The Making of Film | Ferrania
The Making of Film | Ferrania

  1. Acetate: The standard base for both photographic and motion picture film is Cellulose Triacetate (CTA). To start a coating run, large spools of CTA are threaded through the machine.
  2. Emulsion: The emulsion consists of many layers of sensitized chemical compounds and gelatin. Each layer in coated in precise thicknesses onto the CTA base.
  3. Extruder: The extruder deposits layers of emulsion in the proper order. Tolerances are in the range of nanometers (1mm = 1,000,000nm) and even the slightest miscalibration can ruin the entire coating run.
  4. Chiller: For a few moments, the fluid layers are separated only by laws of rheology. As the film moves through the chiller, this separation is reinforced, “gelling” the layers as they continue into the drying tunnel.
  5. Drying Tunnel: Before the coated film can be spooled, it must be completely dry. The roller system serves to lengthen the tunnel to provide appropriate drying time based on the specific speed of the film through the extruder.
  6. Final Coated Mini-Jumbo: Little Boy can produce a single “mini-Jumbo” in about two hours. The mini-Jumbo is approximately 23cm wide and 750m long with a usable area of 20cm x 660m. Ferrania needs 10 to 12 mini-Jumbos to produce their first ASA 100 Primo Lotto film.

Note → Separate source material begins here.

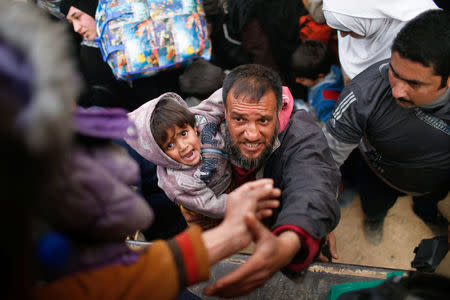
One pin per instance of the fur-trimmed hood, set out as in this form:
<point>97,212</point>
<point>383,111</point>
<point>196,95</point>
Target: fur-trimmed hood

The philosophy of the Italians behind the project is simple. They aim for nothing less than fundamentally changing the way we buy, use and process film today. Most importantly, they aim to restore confidence in the future of analog film.

Ferrania’s two co-founders Nicola Baldini and Marco Pagni say:

We are people who love film, you are people who love film, and people have the power. So let’s do this!